Now, in the face of the Right’s media and judicial offensive, Sánchez must decide on his next move — with many commentators seeing his open letter as an attempt to mobilize progressive Spanish society behind him as he seeks to regain the political initiative from conservative forces. Journalist Daniel Bernabe interprets Sánchez’s underlying message to progressives as: “If I am left alone to face this [onslaught], I’m standing down but if I feel there is a collective reflection and an outpouring of support, I will continue.”
Demonstrations in support of the prime minister are now planned for the weekend, with even those to his Left now framing a defense of the PSOE leader as bound up with the fate of the progressive government and Spanish democracy more generally. After months on the defensive, the progressive side of Spanish politics seems energized by Sánchez’s latest dramatic maneuver, but one that once again leaves his radical left coalition partner Sumar marginalized on the national scene.
There has been speculation linking him to a post in the European Union. But many leaders of his party believe he can be convinced to stay. One PSOE official told me, “Sánchez is a political animal, a killer. There is no chance he is going.” Yet if he does stay, he must finally confront the right wing’s undue hold on the courts more directly. For all his audacity as a political operator, Sánchez has been very cautious when it comes to confronting the country’s politicized judiciary.

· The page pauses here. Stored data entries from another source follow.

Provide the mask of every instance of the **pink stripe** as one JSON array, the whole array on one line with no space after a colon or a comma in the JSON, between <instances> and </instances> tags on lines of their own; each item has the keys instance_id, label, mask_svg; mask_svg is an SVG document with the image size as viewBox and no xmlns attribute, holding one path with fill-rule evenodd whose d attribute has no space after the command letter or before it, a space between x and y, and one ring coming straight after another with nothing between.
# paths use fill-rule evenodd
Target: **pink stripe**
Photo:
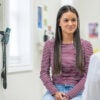
<instances>
[{"instance_id":1,"label":"pink stripe","mask_svg":"<svg viewBox=\"0 0 100 100\"><path fill-rule=\"evenodd\" d=\"M88 69L89 59L93 53L92 46L90 42L82 40L82 47L84 51L85 58L85 72L81 75L75 67L75 48L73 44L63 44L62 45L62 74L56 77L50 77L50 66L53 66L53 56L54 56L54 40L49 40L45 43L42 62L41 62L41 72L40 78L43 81L46 88L54 94L58 90L55 88L54 83L59 84L74 84L75 87L69 91L66 95L70 98L76 96L81 90L84 89L84 83L86 78L86 73Z\"/></svg>"}]
</instances>

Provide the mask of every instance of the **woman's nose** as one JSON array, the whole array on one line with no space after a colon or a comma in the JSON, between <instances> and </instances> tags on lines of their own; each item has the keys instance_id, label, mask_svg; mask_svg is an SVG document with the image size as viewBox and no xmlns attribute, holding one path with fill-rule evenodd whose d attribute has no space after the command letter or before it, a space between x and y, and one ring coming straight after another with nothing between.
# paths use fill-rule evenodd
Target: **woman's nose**
<instances>
[{"instance_id":1,"label":"woman's nose","mask_svg":"<svg viewBox=\"0 0 100 100\"><path fill-rule=\"evenodd\" d=\"M68 25L72 25L72 21L69 21L69 22L68 22Z\"/></svg>"}]
</instances>

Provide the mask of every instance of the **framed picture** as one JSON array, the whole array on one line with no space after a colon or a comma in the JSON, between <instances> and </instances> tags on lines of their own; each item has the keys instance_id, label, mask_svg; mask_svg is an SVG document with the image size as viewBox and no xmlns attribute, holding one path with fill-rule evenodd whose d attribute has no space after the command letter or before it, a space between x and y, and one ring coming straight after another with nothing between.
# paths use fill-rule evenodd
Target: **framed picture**
<instances>
[{"instance_id":1,"label":"framed picture","mask_svg":"<svg viewBox=\"0 0 100 100\"><path fill-rule=\"evenodd\" d=\"M90 38L97 38L98 37L98 23L89 23L89 37Z\"/></svg>"},{"instance_id":2,"label":"framed picture","mask_svg":"<svg viewBox=\"0 0 100 100\"><path fill-rule=\"evenodd\" d=\"M42 10L42 6L38 6L37 7L37 14L38 14L38 21L37 21L37 26L39 29L42 29L43 27L43 10Z\"/></svg>"}]
</instances>

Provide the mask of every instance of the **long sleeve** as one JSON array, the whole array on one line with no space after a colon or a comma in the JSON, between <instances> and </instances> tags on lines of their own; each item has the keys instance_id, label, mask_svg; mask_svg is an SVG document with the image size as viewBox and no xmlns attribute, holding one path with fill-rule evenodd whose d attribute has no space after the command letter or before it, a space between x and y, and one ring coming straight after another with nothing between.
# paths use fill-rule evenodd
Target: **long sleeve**
<instances>
[{"instance_id":1,"label":"long sleeve","mask_svg":"<svg viewBox=\"0 0 100 100\"><path fill-rule=\"evenodd\" d=\"M51 60L50 45L51 45L51 41L47 41L43 49L40 78L43 81L44 86L47 88L47 90L49 90L51 94L54 94L58 90L56 89L56 87L54 86L50 78L50 60Z\"/></svg>"},{"instance_id":2,"label":"long sleeve","mask_svg":"<svg viewBox=\"0 0 100 100\"><path fill-rule=\"evenodd\" d=\"M88 70L88 65L90 61L90 56L93 54L92 45L88 41L84 41L83 45L84 45L83 48L84 48L84 57L85 57L84 77L74 86L74 88L71 91L66 93L66 95L70 99L77 96L79 92L83 91L85 80L86 80L86 75L87 75L87 70Z\"/></svg>"}]
</instances>

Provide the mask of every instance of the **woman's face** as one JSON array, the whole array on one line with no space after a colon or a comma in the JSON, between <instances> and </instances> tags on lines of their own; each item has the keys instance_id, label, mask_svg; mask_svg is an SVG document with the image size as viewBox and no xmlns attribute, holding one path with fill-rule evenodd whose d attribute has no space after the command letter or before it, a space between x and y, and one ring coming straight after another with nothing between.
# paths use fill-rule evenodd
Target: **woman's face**
<instances>
[{"instance_id":1,"label":"woman's face","mask_svg":"<svg viewBox=\"0 0 100 100\"><path fill-rule=\"evenodd\" d=\"M62 34L73 34L77 29L77 24L76 14L70 11L63 13L59 22Z\"/></svg>"}]
</instances>

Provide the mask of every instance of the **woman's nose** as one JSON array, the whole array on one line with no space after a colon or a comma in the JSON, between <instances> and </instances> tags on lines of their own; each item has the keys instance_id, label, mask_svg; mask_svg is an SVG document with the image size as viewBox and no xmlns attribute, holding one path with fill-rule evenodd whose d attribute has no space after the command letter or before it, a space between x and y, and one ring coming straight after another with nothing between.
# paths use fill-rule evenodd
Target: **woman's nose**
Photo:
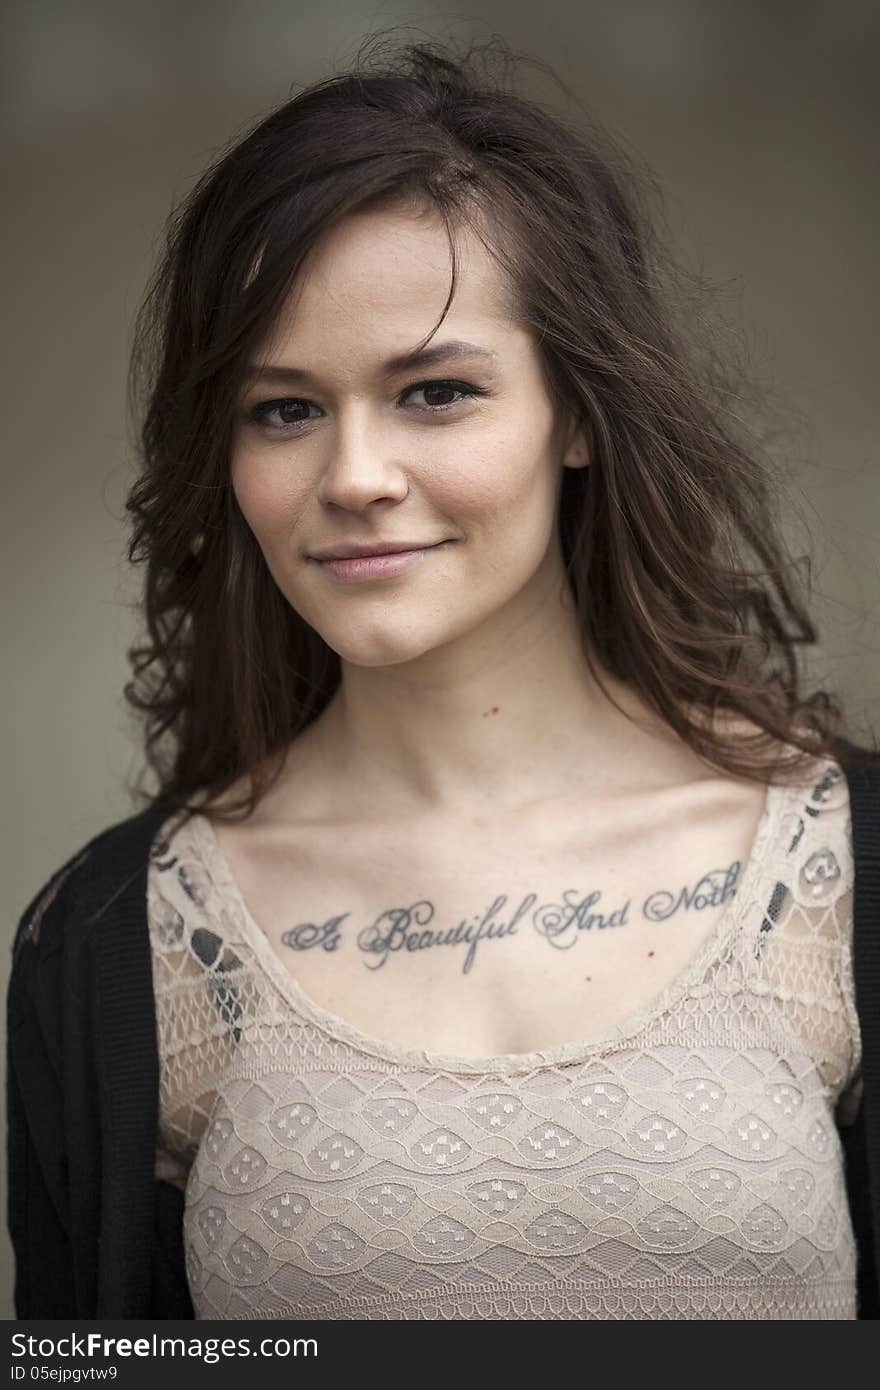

In particular, the government must prioritize a rule change for the renewal of the General Council of the Judiciary. It is the state body that controls all appointments to the Supreme Court and Audiencia Nacional and has had an artificial conservative majority since its current mandate expired in December 2018. This has been the result of the Partido Popular blocking its usual replacement, in a tactic taken straight from US Republican playbook. Up until now, the PSOE has remained wedded to the old rules of the game and cross-party consensus, but a radicalized right (both in the parliament and the courts) simply sees this as a weakness to be exploited. This must now change.